September 18, 2010

With bypass road idea 'done,' focus shifts to second bridge

Skowhegan officials told funding an issue

By Doug Harlow dharlow@mainetoday.com
Staff Writer

SKOWHEGAN -- After years of public hearings, impact studies and committee meetings, the plan for a bypass road around downtown Skowhegan has been scrapped.

Plans however, for a second bridge over the Kennebec River -- discussed in Skowhegan since at least 1961 -- are back on the front burner.

That was the news delivered to selectmen this week by Marty Rooney at the state Department of Transportation.

"The bypass is done," Skowhegan Town Manager John Doucette Jr. said. "There will not be a bypass."

The decision came down to a lack of available funding at the state level and regulatory changes at the federal level, Rooney said.

"Statewide today, in terms of highway reconstruction, the heavy work, we're doing roughly a third of the work that we were doing when this study began," Rooney told selectmen. "We've determined that in the projected future, we are not going to have the resources to complete this project as envisioned."

Rooney said he also has been in contact with the town of Skowhegan and residents who generally oppose a bypass road that would slice through neighborhoods, taking land and homes with it.

"Rather than a grandiose bypass, what the town would really like is another bridge, most likely in the downtown area for safety and feasibility," Rooney said.

Studies for a proposed second bridge over the river, including a corresponding 11-mile bypass route, have been underway since 1999. Talks about a second bridge without the bypass road are decades old and resurfaced after a big flood in 1987.

The most recent plans would place a new bridge from U.S. Route 201, the Waterville Road, across the river near the Eddy to U.S. Route 2, the Canaan Road, where the bypass would have commenced.

Supporters of the plan to move traffic out of downtown with a second bridge said Skowhegan could become a destination point for shoppers and for visitors to a proposed whitewater-kayaking park. Loud logging trucks passing through the shopping district and other through-traffic discourages foot traffic, they have said.

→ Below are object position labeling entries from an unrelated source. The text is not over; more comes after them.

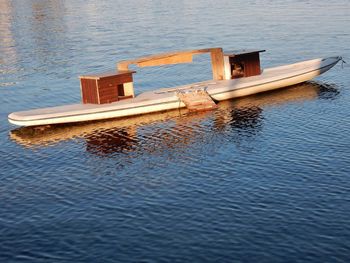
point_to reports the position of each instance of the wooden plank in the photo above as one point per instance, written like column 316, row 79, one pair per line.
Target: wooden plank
column 167, row 58
column 173, row 59
column 217, row 61
column 197, row 100
column 108, row 74
column 89, row 91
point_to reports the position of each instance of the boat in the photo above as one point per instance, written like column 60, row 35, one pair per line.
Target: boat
column 117, row 131
column 235, row 74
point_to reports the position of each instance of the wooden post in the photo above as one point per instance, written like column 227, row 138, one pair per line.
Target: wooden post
column 217, row 63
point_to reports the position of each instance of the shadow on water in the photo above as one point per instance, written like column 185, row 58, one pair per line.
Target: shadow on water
column 163, row 131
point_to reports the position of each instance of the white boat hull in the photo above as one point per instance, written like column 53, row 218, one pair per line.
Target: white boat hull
column 166, row 99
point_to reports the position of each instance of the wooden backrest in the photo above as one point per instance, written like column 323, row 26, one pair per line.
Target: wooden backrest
column 216, row 54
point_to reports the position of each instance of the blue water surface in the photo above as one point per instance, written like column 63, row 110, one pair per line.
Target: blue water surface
column 260, row 179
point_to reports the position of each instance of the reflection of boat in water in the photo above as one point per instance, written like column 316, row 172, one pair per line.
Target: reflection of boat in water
column 235, row 74
column 123, row 134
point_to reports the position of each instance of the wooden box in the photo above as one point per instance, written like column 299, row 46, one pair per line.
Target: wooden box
column 243, row 63
column 106, row 88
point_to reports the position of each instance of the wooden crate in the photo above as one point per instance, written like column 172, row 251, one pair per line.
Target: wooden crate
column 247, row 60
column 106, row 88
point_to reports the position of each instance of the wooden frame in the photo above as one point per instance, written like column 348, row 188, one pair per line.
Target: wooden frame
column 216, row 54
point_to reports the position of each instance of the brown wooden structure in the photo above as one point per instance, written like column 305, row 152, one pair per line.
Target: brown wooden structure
column 107, row 88
column 216, row 54
column 244, row 63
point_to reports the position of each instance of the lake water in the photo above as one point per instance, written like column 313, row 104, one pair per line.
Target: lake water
column 261, row 179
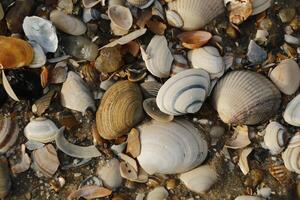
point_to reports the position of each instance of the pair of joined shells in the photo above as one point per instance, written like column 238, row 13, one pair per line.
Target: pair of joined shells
column 170, row 148
column 245, row 97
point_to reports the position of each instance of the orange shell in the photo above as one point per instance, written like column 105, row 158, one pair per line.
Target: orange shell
column 15, row 52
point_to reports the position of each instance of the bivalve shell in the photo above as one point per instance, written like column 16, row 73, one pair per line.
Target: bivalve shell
column 170, row 148
column 245, row 97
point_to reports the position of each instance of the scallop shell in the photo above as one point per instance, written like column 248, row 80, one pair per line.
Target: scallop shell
column 76, row 95
column 158, row 57
column 199, row 180
column 41, row 31
column 275, row 137
column 245, row 97
column 15, row 52
column 67, row 23
column 41, row 130
column 209, row 59
column 170, row 148
column 184, row 93
column 120, row 110
column 286, row 76
column 292, row 153
column 195, row 13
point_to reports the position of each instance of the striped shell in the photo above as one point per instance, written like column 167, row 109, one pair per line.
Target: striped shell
column 245, row 97
column 184, row 93
column 120, row 109
column 170, row 148
column 196, row 13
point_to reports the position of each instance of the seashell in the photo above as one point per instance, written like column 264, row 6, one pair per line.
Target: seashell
column 41, row 31
column 15, row 52
column 180, row 137
column 67, row 23
column 209, row 59
column 45, row 160
column 291, row 155
column 76, row 95
column 8, row 133
column 196, row 14
column 275, row 137
column 199, row 180
column 120, row 110
column 245, row 97
column 184, row 93
column 286, row 76
column 194, row 39
column 158, row 57
column 41, row 130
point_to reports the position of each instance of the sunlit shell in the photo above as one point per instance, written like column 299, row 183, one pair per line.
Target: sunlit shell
column 209, row 59
column 194, row 13
column 41, row 130
column 170, row 148
column 15, row 52
column 41, row 31
column 158, row 57
column 184, row 93
column 67, row 23
column 245, row 97
column 120, row 109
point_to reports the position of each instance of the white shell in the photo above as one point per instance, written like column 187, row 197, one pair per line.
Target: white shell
column 275, row 137
column 209, row 59
column 286, row 76
column 196, row 13
column 199, row 180
column 291, row 155
column 184, row 93
column 76, row 95
column 158, row 57
column 170, row 148
column 67, row 23
column 41, row 31
column 41, row 130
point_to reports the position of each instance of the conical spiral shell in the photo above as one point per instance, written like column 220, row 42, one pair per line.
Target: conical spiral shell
column 245, row 97
column 197, row 13
column 121, row 108
column 170, row 148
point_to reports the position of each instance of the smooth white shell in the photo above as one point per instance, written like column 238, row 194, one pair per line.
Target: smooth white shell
column 170, row 148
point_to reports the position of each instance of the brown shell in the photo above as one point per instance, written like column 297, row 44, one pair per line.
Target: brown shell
column 15, row 52
column 120, row 109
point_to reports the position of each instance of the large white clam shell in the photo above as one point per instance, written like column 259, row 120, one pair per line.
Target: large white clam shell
column 41, row 31
column 41, row 130
column 170, row 148
column 76, row 95
column 200, row 179
column 184, row 93
column 209, row 59
column 196, row 13
column 158, row 57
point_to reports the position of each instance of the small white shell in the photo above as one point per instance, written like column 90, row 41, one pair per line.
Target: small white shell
column 199, row 180
column 41, row 31
column 209, row 59
column 41, row 130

In a non-binding referendum in Skowhegan in 2004, voters supported the construction of a second bridge by a 2-1 margin, but opposed the bypass idea in a 754 to 544 vote.

Rooney said he wants feedback, and specifics, but Doucette and others said all of that information has been compiled over the years in the form of various impact studies, and didn't see the point of starting all over again.

Doucette said it would be like reinventing the wheel.

"There's been a lot of feasibility studies of where the bridge was going to go in the past," Doucette said. "You have a lot of that information already, and now you're asking us to say where we want to put it. You have more information than any of us on that."

Rooney acknowledged that while there have been prior studies done, a fresh "feasibility analysis" would be needed to update project information and the department would rely on the town of Skowhegan to provide that update.

Joy Mase, chairman of the Skowhegan Board of Selectmen, said the town will "reassemble" a committee to provide the state with the information and opinions it needs to move forward with second bridge plan.

"I'd like everything we do to be as current as possible," Mase said. "I don't see any harm in assembling a committee."